Pallet Enterprise: What is one thing you do at your company that is different from other pallet companies?

Donadio: We became a full-service recycling company – pallets, cardboard, plastic, paper, e-waste and metal. Recycling other materials has made a big difference for us. We’re a one-stop shop for recycling. Customers use our trailers for everything, not just pallets. If a customer accumulates substantial amounts of cardboard and plastic, we’ll put a baler in their facility then we’ll buy their cardboard, plastic, e-waste and other recyclables. So instead of dealing with a bunch of different companies, they can just put it all on one trailer.


Pallet Enterprise: Have you seen customer expectations change in recent years? How?

Donadio: It’s not just having the best service anymore.  You need to have the service and pricing. You used to be able to get by with just good service and higher prices.
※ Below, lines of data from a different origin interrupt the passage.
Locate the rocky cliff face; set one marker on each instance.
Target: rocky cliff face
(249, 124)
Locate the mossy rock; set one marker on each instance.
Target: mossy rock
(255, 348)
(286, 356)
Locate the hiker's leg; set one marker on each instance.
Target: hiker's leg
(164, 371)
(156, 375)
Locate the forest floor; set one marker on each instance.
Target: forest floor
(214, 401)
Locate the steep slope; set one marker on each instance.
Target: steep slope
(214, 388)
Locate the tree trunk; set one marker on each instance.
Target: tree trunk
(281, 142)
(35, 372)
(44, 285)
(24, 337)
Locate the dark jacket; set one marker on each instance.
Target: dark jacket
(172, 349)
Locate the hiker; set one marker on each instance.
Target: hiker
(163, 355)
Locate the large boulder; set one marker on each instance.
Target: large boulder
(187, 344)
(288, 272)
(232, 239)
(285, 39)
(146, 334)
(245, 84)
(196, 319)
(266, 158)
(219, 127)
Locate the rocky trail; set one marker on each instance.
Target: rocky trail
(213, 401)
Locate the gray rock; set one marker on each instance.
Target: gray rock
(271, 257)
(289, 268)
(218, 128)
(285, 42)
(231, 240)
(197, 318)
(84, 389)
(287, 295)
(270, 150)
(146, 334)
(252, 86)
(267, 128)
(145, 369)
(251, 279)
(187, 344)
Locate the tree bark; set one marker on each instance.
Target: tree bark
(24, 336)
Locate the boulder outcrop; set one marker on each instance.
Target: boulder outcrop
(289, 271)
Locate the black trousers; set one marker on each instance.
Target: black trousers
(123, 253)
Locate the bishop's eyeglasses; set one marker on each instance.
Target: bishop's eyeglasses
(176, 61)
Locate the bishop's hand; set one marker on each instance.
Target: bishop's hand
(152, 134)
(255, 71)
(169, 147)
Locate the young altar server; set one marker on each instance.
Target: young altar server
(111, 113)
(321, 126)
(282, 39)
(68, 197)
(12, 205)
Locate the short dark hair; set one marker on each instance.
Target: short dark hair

But customers today are looking for best service, pricing and quality.


Pallet Enterprise: What is the best piece of business advice that you have ever received?

Donadio: My father told me always surround yourself with people who are smarter than you and people who can challenge and inspire you. I feel like I’ve done that. I may steer the ship but it’s through the guidance of the team I’m surrounded by. Never hesitate to give them the praise and credit that they deserve. It doesn’t always have to be my idea. In most cases they have better ideas. I just need to ask the questions.


Pallet Enterprise: What is one of the hardest business decisions you have ever made?

Donadio: The hardest decision was to move our facility after 30 years. That was a very a difficult decision. At first I didn’t think it was going to work out, but it turned out to be one of the best moves we could have done. We outgrew our facility and to be more competitive we needed a bigger property. But it was also very challenging to make the move. I was naive about what it takes to move a facility. We had to do it, but little did I know about how difficult it was going to be. It was very difficult to get production back up to where it needed to be. There was a shortage of pallets at the time and competition came in hot and heavy. It was a perfect storm, and we were in the middle of it. So it brought us to our knees, but we were able to weather the storm.